Os dois apertaram as mãos, polidamente:
- É um prazer conhecê-la, Yuna.
Ela não disse nada. Típico de Yuna: sem conversa, só analisando.

- Bem... Vamos ficar por aqui? – Colin olhou para os lados, certamente pensando num lugar onde poderíamos ficar.
- Quem sabe damos uma volta e encontramos uma cafeteria ou algo do gênero? – Sugeri.
- Ótimo. – Concordou.
Ele pôs os óculos escuros e nos levou até o seu carrão importado, que valia mais que a minha casa parcelada a perder de vista.

- Colin abriu a porta da frente para mim, mas acomodei-me atrás, acompanhada de Yuna. Ele ficou confuso e sentou-se no banco do motorista, ligando o carro enquanto nos observava pelo espelho retrovisor.
Não sei exatamente o motivo, mas nunca consegui sentir ódio de Colin pelo que ele fez no dia anterior ao casamento. Talvez porque nosso passado tenha sido tranquilo e de muito carinho, apesar do que houve.
Fiquei a lembrar que compramos uma casa sem sequer perguntar o preço, pois aquilo não nos importava. Contratamos uma pessoa para decorá-la, e ele escolheu os móveis e eletrodomésticos da melhor qualidade... E em momento algum eu pensei que tudo custava dinheiro. Jamais perguntei o preço de cada item que escolhi para o lugar. Ele nunca me cobrou nada, absolutamente nada.
Rodamos por duas quadras e encontramos uma pequena cafeteria. Tinha mesas na calçada e na parte interna, a qual Colin escolheu em função do ar condicionado. O lugar era bem pequeno, mas aconchegante.

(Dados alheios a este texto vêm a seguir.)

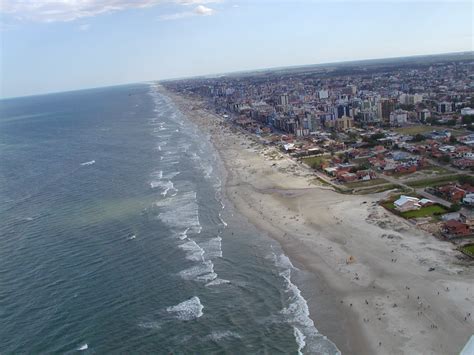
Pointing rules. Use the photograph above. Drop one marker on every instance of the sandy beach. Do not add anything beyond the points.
(370, 291)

Assim que sentamos, observando o pouco movimento pelas grandes janelas envidraçadas, Colin falou:
- Não sei como você encontrou esta praia... É estranha.
- Estou morando aqui.
- Morando?
- Sim... Com Charles. Ele é o pai de Medy... E do filho que eu espero. – Pus a mão na barriga, percebendo a decepção imediata dele.
- Você... Casou?
- Não. Estamos morando juntos. Afinal, casamento não significa muito, não é mesmo?
Ele suspirou:
- O que você quer de mim, Sabrina?
- Eu quero três coisas de você, Colin: processar uma garota que jogou meu nome na lama com um vídeo, requerer minha parte por direito na J.R Recording e nas propriedades de J.R Rockfeller... E que você não siga sendo o advogado de Guilherme Bailey e Kelly contra Charles Bailey, conhecido como Charlie B.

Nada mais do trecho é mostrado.